♡ ♡ ♡
Dodo segera meminta izin pulang dan pihak sekolah pun dengan cepat mengabulkannya. Sesampainya di rumah, Dodo langsung menuju kamar mamanya. Di sana, dia melihat mamanya berbaring lemah dan tampak pucat.
Namun, yang membuat Dodo semakin terkejut adalah informasi yang diberikan oleh bibinya. "Dodo... papa kamu... beliau mengalami masalah di pekerjaannya" ujar bibi, suaranya bergetar.
" Huh?, bibi ngomong apa?"
"Tuan diberi batas waktu untuk membela diri, tapi besok adalah hari terakhir."
Dodo mengerutkan kening, tak percaya dengan apa yang baru didengarnya. Papanya? Mengalami masalah dalam pekerjaan? Selama ini kehidupan mereka begitu nyaman, seolah tak pernah ada masalah. Ia memandangi wajah mamanya yang tampak semakin murung.
"Tadi, Nyonya baru menerima kabar itu lewat sekretaris. Karena terlalu syok, akhirnya nyonya pingsan" lanjut bibi, menghela napas dalam. "Bibi sampai bingung harus menghubungi siapa, dan karena Wilona sedang ada acara, bibi putuskan buat panggil kamu."
" Cukup bi"
Dodo tak kuasa mendengar itu lagi. Perasaan sedih dan terkejut bercampur jadi satu. Sebagai anak yang tumbuh di keluarga berkecukupan, ia hampir tak pernah memikirkan bahwa masalah seperti ini bisa terjadi pada keluarganya. Dan sekarang, di hadapannya adalah kenyataan yang begitu asing.
Dodo langsung meraih ponselnya, berniat menelepon Wilona. Namun, belum sempat ia menekan nomor, suara mamanya yang lemah menghentikannya.
"Dodo, jangan..." Mama memandangnya dengan tatapan memohon. "Jangan beri tahu kakakmu dulu. Dia akan sangat terkejut... Mama takut dia tidak siap."
Dodo terdiam, melihat wajah mamanya yang penuh kekhawatiran. Ia tahu betapa Wilona mudah terharu dan sensitif, apalagi menyangkut papa seperti ini. Bayangan kakaknya yang bisa saja menangis atau tertekan membuatnya merasa bimbang.
"Jadi... Mama mau dodo tetap merahasiakannya dari Wilona?" tanyanya pelan.
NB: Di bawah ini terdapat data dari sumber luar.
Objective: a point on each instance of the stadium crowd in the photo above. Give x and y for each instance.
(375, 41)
Mamanya mengangguk pelan, kemudian menghela napas. "Iya, Nak. Biarkan kakakmu fokus dengan acara dan hal lainnya. Ini akan kita hadapi bersama dulu... tanpa harus membuat Wilona khawatir."
• • •
Harsya berdiri sambil memegang tas wilona, tangan yang satunya kini menggenggam tangan wilona dengan erat. Mereka bersebelahan seolah tingginya yang pas membuat mereka tampak begitu serasi. Sambil menatap Wilona yang masih tersenyum bahagia, Harsya menggoda, "Mbak MC, kelihatannya bahagia banget ya."
Wilona tersipu mendengar panggilan itu, kini Wilona tertawa dan memukul pelan bahu harsya. Siapa kira pangeran nya bisa tengil juga. Hal itu tak luput dari perhatian harsya. Membuat harsya tersenyum lebar melihat ekspresinya wilona yang manis.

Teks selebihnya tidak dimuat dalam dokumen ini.